13. A method for driving a liquid crystal display device, comprising the steps of: supplying pixel data from an external source; performing time-division on the pixel data inputted from the external source to output time-divided pixel data, wherein the step of performing time-division includes performing at least one time-division each horizontal period; converting the time-divided pixel data into pixel voltage signals; and performing time-division on data lines to supply the converted pixel voltage signals thereto, wherein the step of converting the pixel data into the pixel voltage signals includes: generating the pixel voltage signals each having a first pixel voltage signal level corresponding to the first time divided pixel data and a second pixel voltage signal level having a voltage at least one step higher in absolute value than the first pixel voltage signal level in correspondence to the first pixel time divided pixel data, wherein the pixel data include even pixel data (RGB even) and odd pixel data (RGB odd).

14. The method according to claim 13 , wherein one horizontal period is divided into two half horizontal periods and the pixel data are time-divided to be supplied.

15. The method according to claim 14 , wherein the pixel voltage signals are generated using the pixel voltage signal level having a voltage at least one step higher in absolute value than the original pixel voltage signal level in correspondence to the pixel data and output to a pixel of the liquid crystal display device during the first half of the one horizontal period, and is generated in use of the original pixel voltage signal level in correspondence to the pixel data and output to the pixel during the second half of the one horizontal period.

16. The method according to claim 13 , wherein one horizontal period is divided into four quarter horizontal periods and the pixel data are time-divided to be supplied.
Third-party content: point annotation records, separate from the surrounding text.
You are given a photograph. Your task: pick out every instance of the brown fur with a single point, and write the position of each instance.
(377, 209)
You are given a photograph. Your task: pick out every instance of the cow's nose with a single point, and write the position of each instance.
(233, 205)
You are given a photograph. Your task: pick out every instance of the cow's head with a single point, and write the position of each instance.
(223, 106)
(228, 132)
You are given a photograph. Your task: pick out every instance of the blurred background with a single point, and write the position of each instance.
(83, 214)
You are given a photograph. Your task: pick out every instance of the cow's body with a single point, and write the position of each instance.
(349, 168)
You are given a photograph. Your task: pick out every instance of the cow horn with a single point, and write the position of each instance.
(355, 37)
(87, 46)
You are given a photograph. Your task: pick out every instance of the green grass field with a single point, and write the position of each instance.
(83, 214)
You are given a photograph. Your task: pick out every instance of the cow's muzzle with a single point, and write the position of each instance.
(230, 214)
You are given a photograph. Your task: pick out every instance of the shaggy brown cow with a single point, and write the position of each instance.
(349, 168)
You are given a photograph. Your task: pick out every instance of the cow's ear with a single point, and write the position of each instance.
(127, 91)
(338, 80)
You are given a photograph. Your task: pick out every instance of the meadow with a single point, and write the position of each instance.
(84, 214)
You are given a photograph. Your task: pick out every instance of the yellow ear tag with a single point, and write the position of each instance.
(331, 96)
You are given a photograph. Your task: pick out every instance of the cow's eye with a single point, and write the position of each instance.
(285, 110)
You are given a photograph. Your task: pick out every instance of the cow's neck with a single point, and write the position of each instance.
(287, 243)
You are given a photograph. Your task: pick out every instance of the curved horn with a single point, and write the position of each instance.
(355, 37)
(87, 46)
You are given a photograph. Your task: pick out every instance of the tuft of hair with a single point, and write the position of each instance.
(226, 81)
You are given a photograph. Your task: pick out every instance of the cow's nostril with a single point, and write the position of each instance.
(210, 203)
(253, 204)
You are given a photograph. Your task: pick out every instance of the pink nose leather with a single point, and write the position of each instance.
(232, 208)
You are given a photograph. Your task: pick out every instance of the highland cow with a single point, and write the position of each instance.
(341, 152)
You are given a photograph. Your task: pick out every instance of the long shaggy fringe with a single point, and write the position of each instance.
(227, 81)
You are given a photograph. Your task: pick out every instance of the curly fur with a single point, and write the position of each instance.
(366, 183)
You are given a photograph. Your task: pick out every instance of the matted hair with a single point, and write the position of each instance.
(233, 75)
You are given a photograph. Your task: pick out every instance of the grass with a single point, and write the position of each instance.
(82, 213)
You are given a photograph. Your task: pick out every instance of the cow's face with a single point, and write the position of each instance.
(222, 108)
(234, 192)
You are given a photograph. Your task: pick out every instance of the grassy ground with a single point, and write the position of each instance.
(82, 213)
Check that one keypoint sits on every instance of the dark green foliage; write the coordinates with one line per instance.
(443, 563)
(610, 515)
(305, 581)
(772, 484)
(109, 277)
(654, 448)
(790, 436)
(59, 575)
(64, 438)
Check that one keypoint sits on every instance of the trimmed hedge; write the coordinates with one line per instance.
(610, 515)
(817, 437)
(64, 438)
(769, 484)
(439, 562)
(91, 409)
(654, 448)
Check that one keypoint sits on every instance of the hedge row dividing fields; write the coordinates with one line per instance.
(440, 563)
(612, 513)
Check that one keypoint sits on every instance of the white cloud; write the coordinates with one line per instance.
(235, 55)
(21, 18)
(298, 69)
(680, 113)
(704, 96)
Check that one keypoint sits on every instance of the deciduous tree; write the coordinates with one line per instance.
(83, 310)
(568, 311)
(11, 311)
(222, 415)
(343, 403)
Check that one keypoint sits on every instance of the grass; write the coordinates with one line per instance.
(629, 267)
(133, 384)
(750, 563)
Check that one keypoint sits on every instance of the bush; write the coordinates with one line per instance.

17. The method according to claim 16 , wherein the pixel voltage signals are generated using the pixel voltage signal level having a voltage at least one step higher in absolute value than the original pixel voltage signal level in correspondence to the pixel data and output to a pixel of the liquid crystal display device during the first and third quarters of the one horizontal period, and is generated in use of the original pixel voltage signal level in correspondence to the pixel data and output to the pixel during the second and fourth quarters of the one horizontal period.